The film takes place over the course of the hottest day of the year, on a single block in the Bedford-Stuyvesant section of Brooklyn. Lee introduces us to two dozen or so characters and follows their mostly humorous interactions for two acts. The film concludes as many of the characters we’ve come to like form a mob and attack a local pizzeria owned by Italian Americans.
Top-billed Danny Aiello plays the proprietor of Sal’s Famous Pizzeria, where he employs his two sons, one a flat-out racist (John Turturro). Mookie (Spike Lee) is their delivery man, a local guy whose love of money barely trumps his aversion to work.
Sal refuses a black customer’s request to add photos of Afro-Americans to his Italian-American wall of fame, setting up the last reel’s tragic events.
The tension between the Afro-Americans and Italian Americans of New York is the focus of several of Lee’s major films. This was the first.
Lee’s is not an exclusively Afro-American perspective. The white pizzeria owner and the black customer make “two valid points” about the pictures on the wall, says Lee, who leaves it up to his audience to determine who, if anyone, did the right thing on that searing day.

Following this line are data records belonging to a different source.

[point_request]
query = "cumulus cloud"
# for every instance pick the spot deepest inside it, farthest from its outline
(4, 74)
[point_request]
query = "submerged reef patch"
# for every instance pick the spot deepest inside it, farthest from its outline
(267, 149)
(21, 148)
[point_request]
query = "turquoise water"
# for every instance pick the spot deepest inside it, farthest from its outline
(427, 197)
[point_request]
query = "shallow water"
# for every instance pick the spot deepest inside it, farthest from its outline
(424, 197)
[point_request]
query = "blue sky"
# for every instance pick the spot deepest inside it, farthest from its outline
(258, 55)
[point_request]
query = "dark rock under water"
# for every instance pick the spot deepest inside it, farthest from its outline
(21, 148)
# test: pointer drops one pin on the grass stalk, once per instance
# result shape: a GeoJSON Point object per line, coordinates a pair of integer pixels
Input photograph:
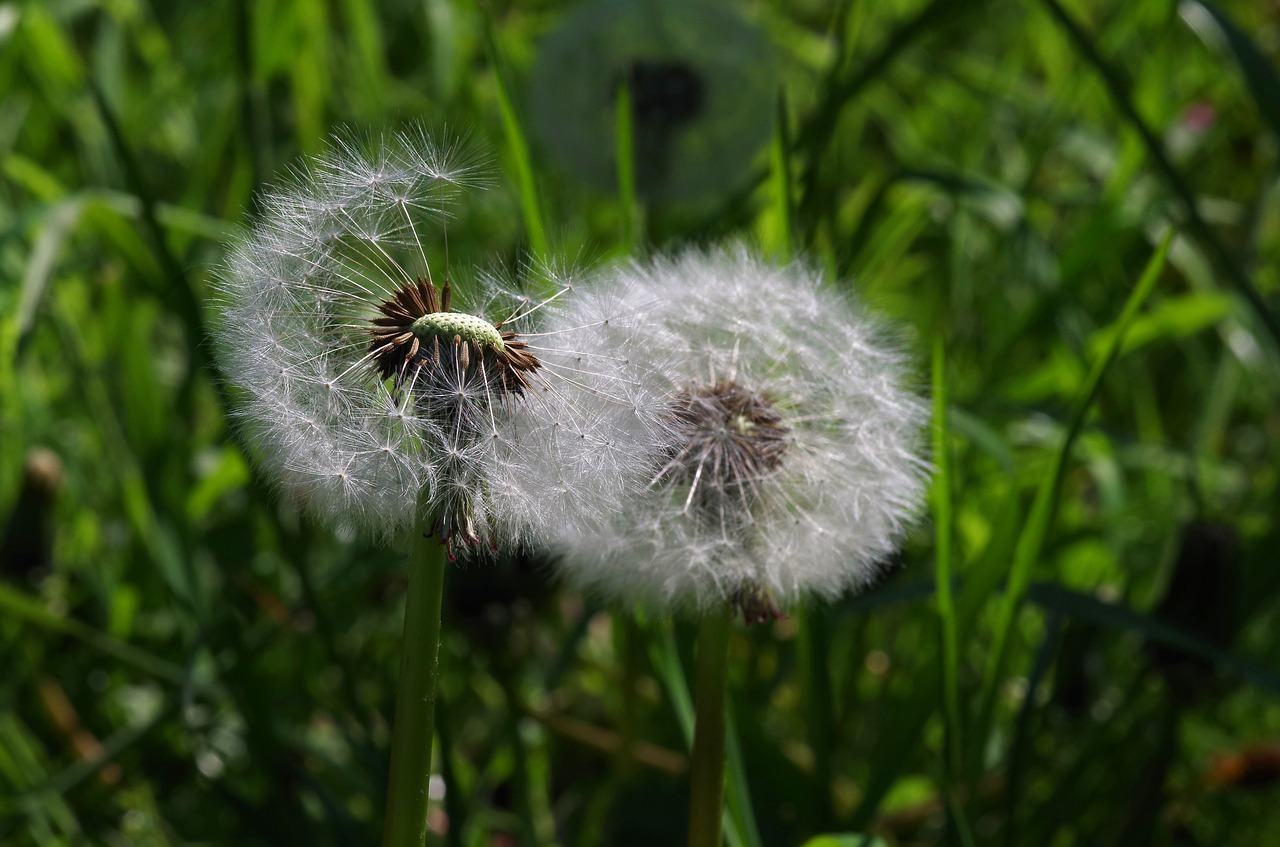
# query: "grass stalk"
{"type": "Point", "coordinates": [415, 701]}
{"type": "Point", "coordinates": [624, 155]}
{"type": "Point", "coordinates": [1034, 531]}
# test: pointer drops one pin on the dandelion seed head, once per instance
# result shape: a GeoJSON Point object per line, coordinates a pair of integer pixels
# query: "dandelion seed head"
{"type": "Point", "coordinates": [376, 390]}
{"type": "Point", "coordinates": [790, 462]}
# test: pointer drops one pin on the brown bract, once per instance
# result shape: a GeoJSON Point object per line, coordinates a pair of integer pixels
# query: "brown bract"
{"type": "Point", "coordinates": [401, 351]}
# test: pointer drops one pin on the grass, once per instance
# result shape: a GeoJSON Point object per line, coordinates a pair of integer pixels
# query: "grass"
{"type": "Point", "coordinates": [190, 660]}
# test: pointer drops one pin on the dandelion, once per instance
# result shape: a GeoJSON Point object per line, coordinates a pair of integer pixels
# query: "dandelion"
{"type": "Point", "coordinates": [792, 465]}
{"type": "Point", "coordinates": [376, 393]}
{"type": "Point", "coordinates": [379, 397]}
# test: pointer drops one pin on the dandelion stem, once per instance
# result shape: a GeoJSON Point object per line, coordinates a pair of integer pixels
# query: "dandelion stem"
{"type": "Point", "coordinates": [415, 703]}
{"type": "Point", "coordinates": [707, 769]}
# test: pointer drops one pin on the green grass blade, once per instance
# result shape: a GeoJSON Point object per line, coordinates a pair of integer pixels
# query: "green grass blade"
{"type": "Point", "coordinates": [17, 604]}
{"type": "Point", "coordinates": [664, 657]}
{"type": "Point", "coordinates": [517, 147]}
{"type": "Point", "coordinates": [624, 154]}
{"type": "Point", "coordinates": [1084, 607]}
{"type": "Point", "coordinates": [784, 183]}
{"type": "Point", "coordinates": [1212, 24]}
{"type": "Point", "coordinates": [1196, 223]}
{"type": "Point", "coordinates": [945, 599]}
{"type": "Point", "coordinates": [1031, 540]}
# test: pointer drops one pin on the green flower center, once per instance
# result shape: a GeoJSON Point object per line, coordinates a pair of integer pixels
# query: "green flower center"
{"type": "Point", "coordinates": [449, 325]}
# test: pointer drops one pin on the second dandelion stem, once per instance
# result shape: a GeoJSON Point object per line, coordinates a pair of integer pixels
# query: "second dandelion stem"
{"type": "Point", "coordinates": [707, 769]}
{"type": "Point", "coordinates": [415, 701]}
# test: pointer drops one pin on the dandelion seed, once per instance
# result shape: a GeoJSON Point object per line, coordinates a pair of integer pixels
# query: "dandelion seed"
{"type": "Point", "coordinates": [792, 457]}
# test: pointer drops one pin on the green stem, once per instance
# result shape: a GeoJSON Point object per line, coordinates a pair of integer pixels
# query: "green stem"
{"type": "Point", "coordinates": [415, 703]}
{"type": "Point", "coordinates": [707, 769]}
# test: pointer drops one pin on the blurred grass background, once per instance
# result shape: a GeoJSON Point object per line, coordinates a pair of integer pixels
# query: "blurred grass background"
{"type": "Point", "coordinates": [186, 662]}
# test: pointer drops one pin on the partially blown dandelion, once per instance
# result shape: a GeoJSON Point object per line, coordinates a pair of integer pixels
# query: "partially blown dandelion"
{"type": "Point", "coordinates": [791, 465]}
{"type": "Point", "coordinates": [374, 399]}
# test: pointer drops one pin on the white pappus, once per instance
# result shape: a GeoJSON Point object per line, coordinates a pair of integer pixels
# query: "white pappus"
{"type": "Point", "coordinates": [379, 394]}
{"type": "Point", "coordinates": [792, 457]}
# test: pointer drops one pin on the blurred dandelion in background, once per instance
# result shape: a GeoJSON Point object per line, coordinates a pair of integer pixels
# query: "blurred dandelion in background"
{"type": "Point", "coordinates": [794, 457]}
{"type": "Point", "coordinates": [699, 115]}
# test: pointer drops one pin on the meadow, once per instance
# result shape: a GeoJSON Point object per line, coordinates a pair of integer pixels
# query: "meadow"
{"type": "Point", "coordinates": [1068, 209]}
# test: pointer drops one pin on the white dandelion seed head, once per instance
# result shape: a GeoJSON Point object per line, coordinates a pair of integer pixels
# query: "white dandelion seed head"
{"type": "Point", "coordinates": [792, 456]}
{"type": "Point", "coordinates": [375, 390]}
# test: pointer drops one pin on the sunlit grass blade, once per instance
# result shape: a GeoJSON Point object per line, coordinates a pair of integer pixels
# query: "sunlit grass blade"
{"type": "Point", "coordinates": [942, 573]}
{"type": "Point", "coordinates": [1034, 531]}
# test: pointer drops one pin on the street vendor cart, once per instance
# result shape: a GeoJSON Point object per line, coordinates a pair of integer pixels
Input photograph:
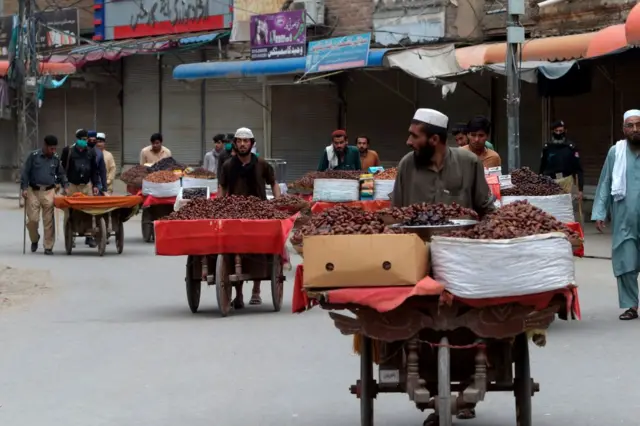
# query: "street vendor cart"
{"type": "Point", "coordinates": [226, 252]}
{"type": "Point", "coordinates": [97, 217]}
{"type": "Point", "coordinates": [429, 344]}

Not surprisingly, the Academy Awards barely acknowledged this now-classic film. The 1989 best picture award, ironically, went to “Driving Miss Daisy,” a gentle film about a white woman and her black chauffeur. “Do the Right Thing” wasn’t even nominated in the best picture category. Only Aiello received a major nomination, while Lee was up for best original screenplay.
The project started as “Heat Wave,” a study of how “people just lose their minds in New York when the temperature hits 95 and above,” Lee says. “As the heat escalates, everything else escalates.”

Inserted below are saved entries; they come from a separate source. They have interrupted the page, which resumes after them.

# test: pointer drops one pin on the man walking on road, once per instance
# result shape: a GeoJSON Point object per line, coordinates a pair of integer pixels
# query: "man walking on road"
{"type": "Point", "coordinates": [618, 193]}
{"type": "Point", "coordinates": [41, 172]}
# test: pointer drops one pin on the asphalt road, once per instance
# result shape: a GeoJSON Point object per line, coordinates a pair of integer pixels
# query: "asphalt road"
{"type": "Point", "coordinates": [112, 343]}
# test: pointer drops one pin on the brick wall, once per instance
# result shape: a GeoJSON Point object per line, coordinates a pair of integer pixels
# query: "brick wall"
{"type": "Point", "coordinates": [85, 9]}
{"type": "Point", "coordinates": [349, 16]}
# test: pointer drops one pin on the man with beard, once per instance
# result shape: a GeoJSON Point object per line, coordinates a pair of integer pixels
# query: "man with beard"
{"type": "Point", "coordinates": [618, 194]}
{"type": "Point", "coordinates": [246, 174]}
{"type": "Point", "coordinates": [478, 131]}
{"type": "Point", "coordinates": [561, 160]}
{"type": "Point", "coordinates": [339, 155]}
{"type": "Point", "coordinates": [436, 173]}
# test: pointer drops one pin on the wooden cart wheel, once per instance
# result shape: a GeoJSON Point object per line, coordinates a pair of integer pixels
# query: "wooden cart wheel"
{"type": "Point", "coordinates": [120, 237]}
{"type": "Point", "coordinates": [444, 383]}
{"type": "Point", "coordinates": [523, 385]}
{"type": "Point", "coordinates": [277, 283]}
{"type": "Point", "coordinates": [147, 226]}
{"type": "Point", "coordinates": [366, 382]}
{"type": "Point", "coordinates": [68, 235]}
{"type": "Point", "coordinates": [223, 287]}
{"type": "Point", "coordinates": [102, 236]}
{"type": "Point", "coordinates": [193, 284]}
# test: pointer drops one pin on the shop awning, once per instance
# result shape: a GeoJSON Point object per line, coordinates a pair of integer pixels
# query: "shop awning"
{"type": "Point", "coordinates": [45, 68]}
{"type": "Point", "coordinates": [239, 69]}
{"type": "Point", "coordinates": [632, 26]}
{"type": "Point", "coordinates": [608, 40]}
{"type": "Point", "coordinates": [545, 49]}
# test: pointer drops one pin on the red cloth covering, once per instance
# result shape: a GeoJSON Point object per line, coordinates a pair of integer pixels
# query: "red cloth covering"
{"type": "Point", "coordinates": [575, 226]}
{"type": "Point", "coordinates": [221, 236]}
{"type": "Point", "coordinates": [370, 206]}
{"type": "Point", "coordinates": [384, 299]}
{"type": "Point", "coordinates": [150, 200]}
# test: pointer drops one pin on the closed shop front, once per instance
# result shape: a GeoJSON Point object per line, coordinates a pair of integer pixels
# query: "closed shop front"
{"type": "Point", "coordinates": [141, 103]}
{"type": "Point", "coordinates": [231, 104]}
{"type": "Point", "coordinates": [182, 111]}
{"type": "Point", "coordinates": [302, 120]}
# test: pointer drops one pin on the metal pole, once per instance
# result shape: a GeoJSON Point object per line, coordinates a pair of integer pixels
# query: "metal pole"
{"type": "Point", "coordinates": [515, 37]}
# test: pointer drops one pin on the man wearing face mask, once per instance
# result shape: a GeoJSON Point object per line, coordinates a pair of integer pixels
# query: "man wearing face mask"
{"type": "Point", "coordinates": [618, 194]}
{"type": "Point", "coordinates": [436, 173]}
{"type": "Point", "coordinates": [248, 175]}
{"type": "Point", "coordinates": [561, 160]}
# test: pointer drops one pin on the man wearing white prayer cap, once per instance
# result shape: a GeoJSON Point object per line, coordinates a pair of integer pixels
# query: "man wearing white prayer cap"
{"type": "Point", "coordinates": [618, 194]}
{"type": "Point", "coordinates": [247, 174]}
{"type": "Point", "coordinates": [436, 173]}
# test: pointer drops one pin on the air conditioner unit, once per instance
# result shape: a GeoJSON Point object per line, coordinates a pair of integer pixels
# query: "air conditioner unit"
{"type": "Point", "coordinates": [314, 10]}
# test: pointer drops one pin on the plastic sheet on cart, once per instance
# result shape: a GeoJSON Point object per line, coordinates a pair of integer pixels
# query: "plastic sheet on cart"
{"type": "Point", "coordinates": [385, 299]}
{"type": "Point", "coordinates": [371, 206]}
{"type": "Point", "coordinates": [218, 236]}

Lee and his cinematographer Ernest Dickerson decided to use “color psychology” to reflect the heat, most notably on the “firetruck red” wall that’s the backdrop for the three middle-aged streetcorner guys who make up the Greek chorus.
“It was hot as shit,” Lee recalls of the five-week shoot. “I still feel the heat,” one actor says.
Regardless, it rained throughout the first weeks of location shooting, a nightmare for DP Dickerson. “I had to come up with a formula for making sunlight.”
“Do the Right Thing” was Lee’s third film. Universal gave him the freedom to make the movie he wanted, after first approving the script.
“This was the first film where I felt confident as a director,” he recalls in the new commentary. “For the first two (movies) I was intimidated by actors, but I knew if I wanted to continue … I had to tighten this shit up.”
Lee filmed the Blu-ray retrospective during a Lincoln Center tribute last winter. The director’s interaction with Rosie Perez is a hoot, as they debate what happened the night he discovered her in an L.A. club.
John Turturro recalls his concern about riding subways after playing his racist pizza maker, but says people of color still come up to him to rave about the film. Chuck D of Public Enemy says he was baffled as to how to write an anthem, as Lee insisted.
Ported over from the Criterion DVD (and laserdisc) are a making-of docu, a group commentary track featuring Lee and Dickerson, and some intriguing deleted scenes. There’s also a storyboard breakdown of the riot scene and an interview with the editor.
Befitting the film’s status, the Blu-ray loads directly to the handsome menu, skipping the usual promo parade.
The clarity and colors are outstanding, far beyond what you’d expect. The 5.1 surround stage is used to great effect, especially when the helicopter makes a cameo on “Fight the Power.”